Les scénaristes Henry Farrell et Lucas Heller ne conservent pas l’approche dramatique classique liant Jane et Blanche, en écrivant le huis clos à la manière d’une chasse à l’homme, sans qu’il y ait de repos pour les personnages. En suivant l’action de Blanche dans la première partie du récit, le réalisateur l’enferme dans le cadre, ne pouvant se déplacer dans son lit. Ses échanges avec la domestique sont retranscrits, alors que Jane sabote toutes les occasions de sa sœur pour se livrer à elle, comme les plaisirs simples. Cette perspective, nettement appuyée par le maquillage sur le visage de Jane, rend compte d’un monstre prêt à tuer l’autre, les yeux écarquillés. S’il fut reproché à Aldrich de s’inspirer nettement du personnage de Norma Desmond dans Boulevard du Crépuscule (1950), l’auteur n’opère pas tout à fait la même démarche, préférant détruire le mythe pour le reconstruire ensuite. C’est par le changement de points de vue entre les deux sœurs que le registre tragique s’inverse entre les personnages, voyant Jane tenter de retrouver ses souvenirs positifs et sa gloire passée. Qu’est-il arrivé à Baby Jane ? opère dans l’inconstance dramatique pour désarçonner, et confronter les figures du mal. Si Jane agit dangereusement, c’est avant tout par la réputation qu’on lui donne, et son image ternie par la faute de sa sœur. Désarmée au-delà de la perte de son succès, elle agit en ayant perdu toute responsabilité.
Mais ont-elles déjà pris conscience d’être responsable ? Comme Preminger l’a fait plus tard dans Bunny Lake a disparu (1965), Aldrich définit les deux femmes telles deux enfants du rêve américain, ayant tout vécu trop tôt. Si l’échelle des plans ne fait que les confronter, marquant l’une en opposition stricte avec l’autre, elles sont en osmose totale psychologiquement sur des moments différents. La machination introductive opérée par Blanche a tout des jeux pervers, menée par Jane, jalouse et prenant peur d’être oubliée. Sans faire du star system le sujet principal du film, le cinéaste retranscrit cette relation en mettant l’accent sur leur incompatibilité relationnelle par le manque de communication. Se retrouvant l’une et l’autre sur la plage, Jane pleure comme si c’était la première fois, dans les bras de Blanche, comprenant qu’elle n’a jamais fait de mal à sa sœur.
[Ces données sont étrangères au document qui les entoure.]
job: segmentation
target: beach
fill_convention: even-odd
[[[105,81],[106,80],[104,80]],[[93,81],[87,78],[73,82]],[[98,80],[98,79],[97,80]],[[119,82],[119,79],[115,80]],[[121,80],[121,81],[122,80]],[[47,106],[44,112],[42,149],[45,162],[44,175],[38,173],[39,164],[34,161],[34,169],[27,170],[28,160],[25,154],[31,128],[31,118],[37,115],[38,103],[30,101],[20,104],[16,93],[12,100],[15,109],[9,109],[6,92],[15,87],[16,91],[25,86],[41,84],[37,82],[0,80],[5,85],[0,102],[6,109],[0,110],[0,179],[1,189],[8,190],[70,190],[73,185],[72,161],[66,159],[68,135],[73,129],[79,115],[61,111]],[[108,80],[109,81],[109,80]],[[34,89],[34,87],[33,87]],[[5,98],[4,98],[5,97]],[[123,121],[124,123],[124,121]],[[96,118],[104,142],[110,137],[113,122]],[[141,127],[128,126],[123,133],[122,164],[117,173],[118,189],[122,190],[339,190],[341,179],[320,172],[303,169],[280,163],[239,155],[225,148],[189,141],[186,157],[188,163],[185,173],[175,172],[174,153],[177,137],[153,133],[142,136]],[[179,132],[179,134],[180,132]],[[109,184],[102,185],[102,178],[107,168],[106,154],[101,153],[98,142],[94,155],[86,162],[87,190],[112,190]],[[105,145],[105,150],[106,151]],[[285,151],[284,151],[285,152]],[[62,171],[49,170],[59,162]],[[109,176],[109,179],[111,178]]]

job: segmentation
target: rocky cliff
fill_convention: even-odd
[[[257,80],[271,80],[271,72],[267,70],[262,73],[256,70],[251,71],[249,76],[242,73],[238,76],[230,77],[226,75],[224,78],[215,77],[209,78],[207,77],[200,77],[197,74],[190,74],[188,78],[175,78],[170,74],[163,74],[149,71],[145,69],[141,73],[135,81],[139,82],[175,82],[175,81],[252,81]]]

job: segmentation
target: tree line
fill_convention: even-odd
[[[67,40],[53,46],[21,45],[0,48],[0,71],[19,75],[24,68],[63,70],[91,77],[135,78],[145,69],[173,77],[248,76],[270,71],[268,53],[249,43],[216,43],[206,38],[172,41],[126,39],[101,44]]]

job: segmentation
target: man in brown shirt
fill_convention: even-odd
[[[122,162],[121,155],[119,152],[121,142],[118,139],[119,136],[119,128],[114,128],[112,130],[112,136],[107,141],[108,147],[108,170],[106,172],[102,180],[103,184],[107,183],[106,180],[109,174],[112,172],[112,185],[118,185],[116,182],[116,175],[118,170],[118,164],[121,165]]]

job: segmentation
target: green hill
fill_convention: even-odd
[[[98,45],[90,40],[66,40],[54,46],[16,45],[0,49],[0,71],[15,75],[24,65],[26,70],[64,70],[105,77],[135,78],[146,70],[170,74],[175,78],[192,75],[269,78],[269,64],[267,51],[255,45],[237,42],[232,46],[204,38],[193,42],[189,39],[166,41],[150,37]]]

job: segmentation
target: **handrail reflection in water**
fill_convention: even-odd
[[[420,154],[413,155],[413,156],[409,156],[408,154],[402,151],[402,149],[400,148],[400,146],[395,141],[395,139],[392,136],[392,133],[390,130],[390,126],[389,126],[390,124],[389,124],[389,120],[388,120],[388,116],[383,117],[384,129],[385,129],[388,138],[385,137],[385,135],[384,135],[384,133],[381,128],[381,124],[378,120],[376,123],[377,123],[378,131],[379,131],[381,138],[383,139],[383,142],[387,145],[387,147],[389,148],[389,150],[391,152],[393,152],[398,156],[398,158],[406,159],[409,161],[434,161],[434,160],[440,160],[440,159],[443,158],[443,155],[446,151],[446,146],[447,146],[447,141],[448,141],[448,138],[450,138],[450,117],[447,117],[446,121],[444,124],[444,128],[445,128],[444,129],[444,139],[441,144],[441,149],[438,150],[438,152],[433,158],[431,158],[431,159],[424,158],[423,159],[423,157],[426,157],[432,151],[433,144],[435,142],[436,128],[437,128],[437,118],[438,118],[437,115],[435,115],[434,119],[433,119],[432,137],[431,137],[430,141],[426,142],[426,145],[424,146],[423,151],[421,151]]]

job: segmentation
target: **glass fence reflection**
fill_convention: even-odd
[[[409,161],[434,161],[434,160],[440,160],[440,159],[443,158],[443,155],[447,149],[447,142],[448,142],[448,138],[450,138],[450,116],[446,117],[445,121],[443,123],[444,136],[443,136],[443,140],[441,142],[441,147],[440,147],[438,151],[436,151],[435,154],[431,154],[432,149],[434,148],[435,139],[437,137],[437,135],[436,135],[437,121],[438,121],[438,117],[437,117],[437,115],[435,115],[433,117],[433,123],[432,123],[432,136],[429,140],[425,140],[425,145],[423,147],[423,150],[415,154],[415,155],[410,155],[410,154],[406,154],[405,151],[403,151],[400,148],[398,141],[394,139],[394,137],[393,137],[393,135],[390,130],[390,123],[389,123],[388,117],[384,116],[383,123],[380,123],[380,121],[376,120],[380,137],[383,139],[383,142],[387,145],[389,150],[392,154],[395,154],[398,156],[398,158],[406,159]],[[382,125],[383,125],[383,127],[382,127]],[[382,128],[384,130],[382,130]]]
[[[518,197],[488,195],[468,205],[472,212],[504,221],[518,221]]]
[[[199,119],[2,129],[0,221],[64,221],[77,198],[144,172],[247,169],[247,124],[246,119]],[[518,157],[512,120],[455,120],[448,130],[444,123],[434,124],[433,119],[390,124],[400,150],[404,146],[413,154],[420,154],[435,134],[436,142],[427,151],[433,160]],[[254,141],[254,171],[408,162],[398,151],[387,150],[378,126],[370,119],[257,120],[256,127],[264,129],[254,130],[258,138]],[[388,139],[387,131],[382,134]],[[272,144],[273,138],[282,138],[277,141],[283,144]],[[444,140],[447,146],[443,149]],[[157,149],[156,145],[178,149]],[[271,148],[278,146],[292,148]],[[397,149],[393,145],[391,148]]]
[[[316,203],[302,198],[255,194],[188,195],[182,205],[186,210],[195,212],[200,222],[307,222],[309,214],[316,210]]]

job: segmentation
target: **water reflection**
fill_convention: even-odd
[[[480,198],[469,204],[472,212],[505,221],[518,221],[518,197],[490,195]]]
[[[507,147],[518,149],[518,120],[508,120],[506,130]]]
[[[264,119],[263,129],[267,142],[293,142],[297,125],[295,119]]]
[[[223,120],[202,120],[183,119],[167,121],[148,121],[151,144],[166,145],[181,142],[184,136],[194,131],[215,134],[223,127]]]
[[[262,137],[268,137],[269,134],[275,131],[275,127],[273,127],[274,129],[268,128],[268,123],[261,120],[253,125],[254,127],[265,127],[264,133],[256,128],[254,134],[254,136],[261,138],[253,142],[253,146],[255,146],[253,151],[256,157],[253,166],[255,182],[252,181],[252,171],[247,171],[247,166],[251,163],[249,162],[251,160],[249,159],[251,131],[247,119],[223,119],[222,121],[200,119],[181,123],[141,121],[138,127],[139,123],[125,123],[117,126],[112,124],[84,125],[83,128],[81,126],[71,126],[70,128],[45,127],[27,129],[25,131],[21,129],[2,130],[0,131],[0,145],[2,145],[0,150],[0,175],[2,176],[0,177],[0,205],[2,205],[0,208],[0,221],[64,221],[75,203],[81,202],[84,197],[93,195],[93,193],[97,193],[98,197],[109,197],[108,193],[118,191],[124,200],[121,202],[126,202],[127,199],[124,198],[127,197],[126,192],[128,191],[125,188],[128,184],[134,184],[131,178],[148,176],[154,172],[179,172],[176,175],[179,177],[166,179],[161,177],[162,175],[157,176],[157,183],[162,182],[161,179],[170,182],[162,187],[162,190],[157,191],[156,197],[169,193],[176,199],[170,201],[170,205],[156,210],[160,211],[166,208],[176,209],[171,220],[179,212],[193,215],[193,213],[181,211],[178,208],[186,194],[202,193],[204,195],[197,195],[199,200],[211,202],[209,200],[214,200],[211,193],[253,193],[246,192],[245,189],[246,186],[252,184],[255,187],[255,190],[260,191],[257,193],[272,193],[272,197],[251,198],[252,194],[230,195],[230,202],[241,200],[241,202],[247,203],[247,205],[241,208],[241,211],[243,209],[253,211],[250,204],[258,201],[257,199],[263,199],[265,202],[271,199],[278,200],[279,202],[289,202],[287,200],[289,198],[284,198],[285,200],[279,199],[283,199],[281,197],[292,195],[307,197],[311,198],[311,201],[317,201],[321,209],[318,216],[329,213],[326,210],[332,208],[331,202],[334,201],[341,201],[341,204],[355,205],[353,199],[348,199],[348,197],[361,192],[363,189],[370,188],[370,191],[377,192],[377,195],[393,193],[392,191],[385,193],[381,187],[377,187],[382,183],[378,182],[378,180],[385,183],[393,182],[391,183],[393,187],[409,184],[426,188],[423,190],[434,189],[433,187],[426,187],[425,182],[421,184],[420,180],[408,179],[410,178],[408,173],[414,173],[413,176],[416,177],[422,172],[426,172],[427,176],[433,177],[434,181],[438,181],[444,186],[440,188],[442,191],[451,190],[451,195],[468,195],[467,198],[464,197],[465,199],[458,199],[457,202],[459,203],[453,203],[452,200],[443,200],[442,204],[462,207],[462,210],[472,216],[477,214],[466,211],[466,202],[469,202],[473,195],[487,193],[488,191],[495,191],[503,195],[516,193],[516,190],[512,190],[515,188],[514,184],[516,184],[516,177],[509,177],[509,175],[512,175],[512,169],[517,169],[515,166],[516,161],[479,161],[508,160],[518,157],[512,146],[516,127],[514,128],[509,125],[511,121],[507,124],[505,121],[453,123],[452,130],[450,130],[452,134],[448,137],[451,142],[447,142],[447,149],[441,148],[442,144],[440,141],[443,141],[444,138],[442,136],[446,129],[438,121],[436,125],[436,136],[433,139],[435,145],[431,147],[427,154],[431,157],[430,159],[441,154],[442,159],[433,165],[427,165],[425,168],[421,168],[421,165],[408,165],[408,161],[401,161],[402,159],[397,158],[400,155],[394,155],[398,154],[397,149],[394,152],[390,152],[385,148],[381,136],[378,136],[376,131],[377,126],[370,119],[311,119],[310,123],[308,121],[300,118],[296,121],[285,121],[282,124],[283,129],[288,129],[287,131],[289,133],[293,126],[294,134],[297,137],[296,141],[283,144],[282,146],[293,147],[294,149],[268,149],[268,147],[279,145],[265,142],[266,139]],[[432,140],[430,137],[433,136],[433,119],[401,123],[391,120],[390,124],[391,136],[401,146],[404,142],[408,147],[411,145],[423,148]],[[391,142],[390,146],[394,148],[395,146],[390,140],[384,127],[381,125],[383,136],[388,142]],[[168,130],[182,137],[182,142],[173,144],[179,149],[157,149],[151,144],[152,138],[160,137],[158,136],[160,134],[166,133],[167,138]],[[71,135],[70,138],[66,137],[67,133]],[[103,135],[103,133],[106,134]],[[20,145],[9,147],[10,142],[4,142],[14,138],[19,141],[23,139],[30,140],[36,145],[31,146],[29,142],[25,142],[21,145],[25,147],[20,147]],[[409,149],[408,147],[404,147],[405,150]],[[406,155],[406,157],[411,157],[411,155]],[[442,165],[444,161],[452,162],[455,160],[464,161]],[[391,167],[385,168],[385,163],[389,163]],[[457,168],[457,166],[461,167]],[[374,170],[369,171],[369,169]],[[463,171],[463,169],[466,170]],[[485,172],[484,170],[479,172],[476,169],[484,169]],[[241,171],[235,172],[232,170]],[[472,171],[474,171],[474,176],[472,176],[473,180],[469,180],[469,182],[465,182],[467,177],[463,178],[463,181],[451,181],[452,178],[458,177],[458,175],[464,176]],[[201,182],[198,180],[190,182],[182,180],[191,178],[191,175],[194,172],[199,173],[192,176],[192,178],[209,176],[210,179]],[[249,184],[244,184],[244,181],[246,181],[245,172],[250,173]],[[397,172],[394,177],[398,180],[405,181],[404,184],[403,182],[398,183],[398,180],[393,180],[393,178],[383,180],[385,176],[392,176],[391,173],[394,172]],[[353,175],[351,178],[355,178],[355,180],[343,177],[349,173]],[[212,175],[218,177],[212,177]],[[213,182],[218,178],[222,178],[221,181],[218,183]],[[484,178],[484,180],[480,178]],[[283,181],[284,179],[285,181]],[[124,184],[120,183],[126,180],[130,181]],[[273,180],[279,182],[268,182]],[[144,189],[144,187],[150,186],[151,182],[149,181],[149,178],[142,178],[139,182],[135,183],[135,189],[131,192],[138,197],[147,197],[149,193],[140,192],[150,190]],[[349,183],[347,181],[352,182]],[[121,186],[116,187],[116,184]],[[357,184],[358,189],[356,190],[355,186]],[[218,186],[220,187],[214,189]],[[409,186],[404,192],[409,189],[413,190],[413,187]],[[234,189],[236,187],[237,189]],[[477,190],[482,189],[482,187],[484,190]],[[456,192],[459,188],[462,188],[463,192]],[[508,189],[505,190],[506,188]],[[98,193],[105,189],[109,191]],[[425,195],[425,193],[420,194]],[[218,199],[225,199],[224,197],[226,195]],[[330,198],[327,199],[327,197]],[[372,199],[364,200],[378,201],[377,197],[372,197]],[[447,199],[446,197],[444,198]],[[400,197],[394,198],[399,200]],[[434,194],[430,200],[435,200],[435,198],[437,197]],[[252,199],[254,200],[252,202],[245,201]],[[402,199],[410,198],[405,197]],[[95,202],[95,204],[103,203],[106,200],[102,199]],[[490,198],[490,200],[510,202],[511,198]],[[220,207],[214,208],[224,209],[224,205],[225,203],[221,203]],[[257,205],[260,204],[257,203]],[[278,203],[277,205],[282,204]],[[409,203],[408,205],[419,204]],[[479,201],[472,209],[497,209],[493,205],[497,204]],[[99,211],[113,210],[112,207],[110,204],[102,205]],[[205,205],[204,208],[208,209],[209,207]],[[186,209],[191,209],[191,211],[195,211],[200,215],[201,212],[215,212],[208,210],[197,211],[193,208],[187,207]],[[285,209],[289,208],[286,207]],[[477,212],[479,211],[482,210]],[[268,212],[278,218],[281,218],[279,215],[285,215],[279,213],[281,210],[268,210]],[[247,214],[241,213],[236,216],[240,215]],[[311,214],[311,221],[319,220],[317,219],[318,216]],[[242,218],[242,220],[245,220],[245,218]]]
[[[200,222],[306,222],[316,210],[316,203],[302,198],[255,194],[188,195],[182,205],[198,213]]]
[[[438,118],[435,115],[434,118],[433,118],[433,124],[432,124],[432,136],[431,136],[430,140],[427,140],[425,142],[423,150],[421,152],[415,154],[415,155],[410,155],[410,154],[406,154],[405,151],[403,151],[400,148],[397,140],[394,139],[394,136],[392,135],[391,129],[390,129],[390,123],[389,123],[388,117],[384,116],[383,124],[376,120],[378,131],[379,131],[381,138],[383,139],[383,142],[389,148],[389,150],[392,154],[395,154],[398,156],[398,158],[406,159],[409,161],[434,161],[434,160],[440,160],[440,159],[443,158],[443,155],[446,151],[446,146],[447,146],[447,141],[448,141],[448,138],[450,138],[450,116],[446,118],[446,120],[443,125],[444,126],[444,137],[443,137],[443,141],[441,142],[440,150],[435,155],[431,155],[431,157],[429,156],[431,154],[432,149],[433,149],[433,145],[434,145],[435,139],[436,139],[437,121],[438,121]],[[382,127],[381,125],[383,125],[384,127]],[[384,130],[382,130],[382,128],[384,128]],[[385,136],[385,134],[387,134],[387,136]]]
Sur un plan large, le rêve s’installe et la femme maudite danse éternellement.
Sans concession, Qu’est-il arrivé à Baby Jane ? expose la violence subie et perpétrée contre l’autre sous plusieurs niveaux. L’absence de manichéisme sublime les liens qu’entretiennent les personnages entre eux, déjà victimes d’un mal inconnu et qu’ils ne peuvent pas discerner. Le titre interrogatif incarne cet état, la situation perçue par le spectateur restant semée d’incertitudes malgré l’ampleur des situations retranscrites. Lauréate de l’Oscar (1963) pour sa performance, Bette Davis y aura gagné sa gloire. Se réjouir de la lumière, à quel prix ?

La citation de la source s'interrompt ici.